As recently as a year ago, tech bloggers in Russia, while overall preferring GPT-3, spoke highly of GigaChat and Alice’s ability to carry on longer Russian conversations. Earlier this year, Sber released a new version of GigaChat which performed on par with OpenAI’s GPT-3.5 on a battery of Russian-language questions.

But GPT-3.5 is over a year old by this point. Its latest successor, GPT-4o, performs far better. According to Chatbot Arena, a forum where users choose the best answer to a given prompt from two anonymized chatbots, OpenAI’s latest model provides a better answer in Russian than its predecessor 81% of the time. GPT-4o is not even the best model in Russian, losing out (though just barely) to both Google’s Gemini Advanced and Anthropic’s Claude 3 Opus.

The scoreboard, however, does provide some hope for non-Western alternatives for Russian-language bots. However, it would relegate the former superpower to an increasingly familiar position: the junior partner of China. Chinese startup 01 AI’s model ranks sixth overall in Russian and Zhipu AI ranks 16th. Both are ahead of GPT-3.5 and, by inference, GigaChat. 

Putin promised to dedicate his chairmanship of BRICS to developing a “counterhegemonic” AI governance structure. But nearly halfway through the year, he has little to show. Most of the bloc’s output has come from China, which recently released an AI evaluation index by country. The index showed that China has 50 times as many AI professionals, 10 times as many AI patents, and 239 times the funding for AI as Russia. In each of these categories, Russia was behind each of the original BRICS nations with the exception of South Africa. Meanwhile, the United States was ahead of China, often by a factor of 2 or more.

Generative AI benefits from network effects: the latest AI is used to create the next generation. That means whoever has better AI this generation can use it to improve faster. American AI should only continue to expand its lead over its Russian counterparts.

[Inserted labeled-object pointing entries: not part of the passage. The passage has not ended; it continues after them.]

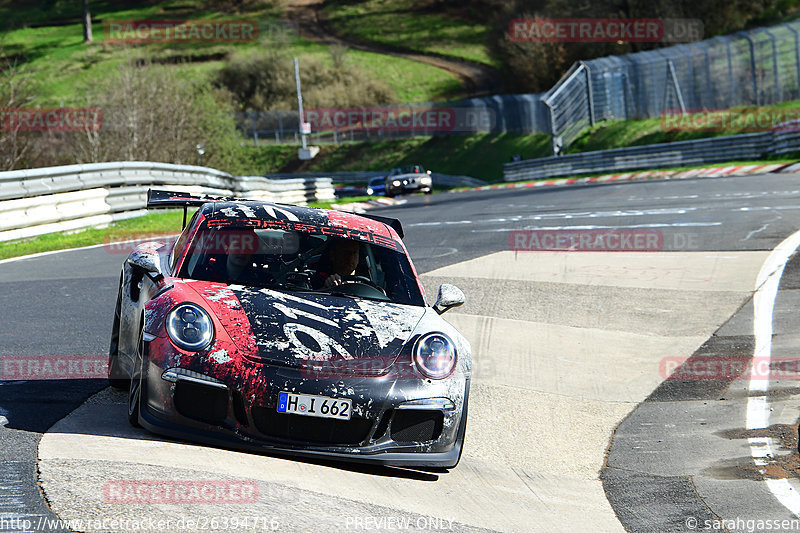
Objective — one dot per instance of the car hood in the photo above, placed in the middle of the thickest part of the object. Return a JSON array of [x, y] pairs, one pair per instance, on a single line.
[[295, 329]]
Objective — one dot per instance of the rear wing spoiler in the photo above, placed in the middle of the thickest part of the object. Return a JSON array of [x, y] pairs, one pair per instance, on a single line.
[[158, 198], [391, 222], [161, 199]]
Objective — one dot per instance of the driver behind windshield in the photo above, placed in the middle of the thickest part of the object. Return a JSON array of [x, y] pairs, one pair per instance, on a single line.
[[339, 261], [230, 256]]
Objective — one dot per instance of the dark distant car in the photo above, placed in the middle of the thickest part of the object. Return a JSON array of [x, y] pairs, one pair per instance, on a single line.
[[228, 336], [377, 186], [413, 178]]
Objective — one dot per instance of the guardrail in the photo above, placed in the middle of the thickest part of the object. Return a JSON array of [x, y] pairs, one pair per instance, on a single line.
[[362, 177], [55, 199], [749, 146]]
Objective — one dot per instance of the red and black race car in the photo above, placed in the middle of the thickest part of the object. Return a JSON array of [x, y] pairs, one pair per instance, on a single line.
[[292, 329]]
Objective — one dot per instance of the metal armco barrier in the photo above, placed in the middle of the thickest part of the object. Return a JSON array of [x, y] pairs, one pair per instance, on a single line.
[[749, 146], [55, 199]]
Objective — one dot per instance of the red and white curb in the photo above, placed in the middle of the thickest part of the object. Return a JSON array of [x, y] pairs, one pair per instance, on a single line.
[[710, 172], [360, 207]]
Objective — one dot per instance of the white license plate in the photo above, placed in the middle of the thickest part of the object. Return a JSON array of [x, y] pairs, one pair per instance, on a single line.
[[310, 405]]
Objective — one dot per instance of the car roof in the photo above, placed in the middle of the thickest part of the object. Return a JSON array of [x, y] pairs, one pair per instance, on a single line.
[[256, 210]]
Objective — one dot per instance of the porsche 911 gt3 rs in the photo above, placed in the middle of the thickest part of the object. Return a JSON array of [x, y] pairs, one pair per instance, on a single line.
[[290, 329]]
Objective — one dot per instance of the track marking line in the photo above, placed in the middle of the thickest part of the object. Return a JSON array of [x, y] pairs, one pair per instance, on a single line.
[[764, 298]]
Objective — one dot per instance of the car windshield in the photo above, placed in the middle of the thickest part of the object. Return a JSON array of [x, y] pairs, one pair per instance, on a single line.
[[299, 261], [412, 169]]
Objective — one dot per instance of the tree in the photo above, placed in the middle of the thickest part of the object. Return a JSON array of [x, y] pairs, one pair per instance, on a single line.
[[87, 22]]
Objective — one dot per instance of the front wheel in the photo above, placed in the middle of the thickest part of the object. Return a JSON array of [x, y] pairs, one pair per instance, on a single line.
[[137, 385], [114, 371]]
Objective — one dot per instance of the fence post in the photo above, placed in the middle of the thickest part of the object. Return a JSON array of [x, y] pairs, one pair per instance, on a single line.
[[255, 132], [731, 86], [752, 64], [589, 96], [776, 80], [676, 86], [796, 56]]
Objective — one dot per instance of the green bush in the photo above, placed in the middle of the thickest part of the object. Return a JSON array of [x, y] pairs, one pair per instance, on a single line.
[[265, 81]]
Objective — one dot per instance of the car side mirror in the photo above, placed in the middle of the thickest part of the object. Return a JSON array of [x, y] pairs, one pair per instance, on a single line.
[[148, 262], [449, 296]]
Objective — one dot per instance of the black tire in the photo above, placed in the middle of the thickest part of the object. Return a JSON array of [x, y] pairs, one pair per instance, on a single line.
[[114, 370], [137, 385], [462, 431]]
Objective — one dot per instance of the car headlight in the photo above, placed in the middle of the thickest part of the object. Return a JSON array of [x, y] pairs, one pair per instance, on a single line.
[[435, 355], [190, 327]]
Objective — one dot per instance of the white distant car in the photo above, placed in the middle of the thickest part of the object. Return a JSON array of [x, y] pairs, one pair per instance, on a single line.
[[413, 178]]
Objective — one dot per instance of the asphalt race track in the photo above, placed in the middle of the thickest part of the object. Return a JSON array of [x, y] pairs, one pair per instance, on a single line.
[[573, 423]]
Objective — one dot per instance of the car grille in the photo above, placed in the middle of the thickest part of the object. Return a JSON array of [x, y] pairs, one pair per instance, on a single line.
[[416, 425], [201, 402], [309, 429]]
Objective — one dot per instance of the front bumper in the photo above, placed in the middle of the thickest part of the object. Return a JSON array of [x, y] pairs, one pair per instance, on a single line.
[[401, 422]]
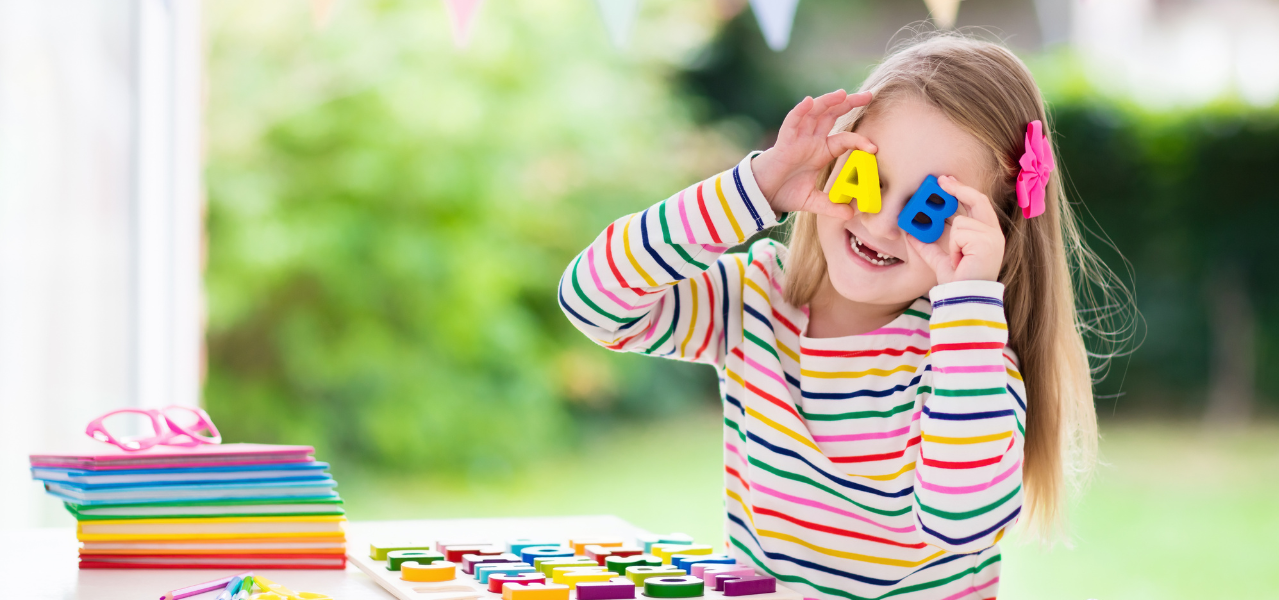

Even without this effect, China’s index shows that the United States invests over 600 times as much in the technology as Russia.

As the Bad Grammar disinformation network shows, this gap has widened since Sber and Yandex released their GPT competitors last year. The result is that Russians are almost certain to use American or – in the best case for Russia – Chinese models. Putin’s fears that such models could erase Russian culture and history may not be enough to overcome the fact that non-Russian offerings are far more sophisticated. When looking for assistance with basic tasks, Russians, like everyone else, are likely to go with convenience and competence over nationalist bravado. That bodes poorly for Putin’s dreams of AI supremacy.

The views expressed in opinion pieces do not necessarily reflect the position of The Moscow Times.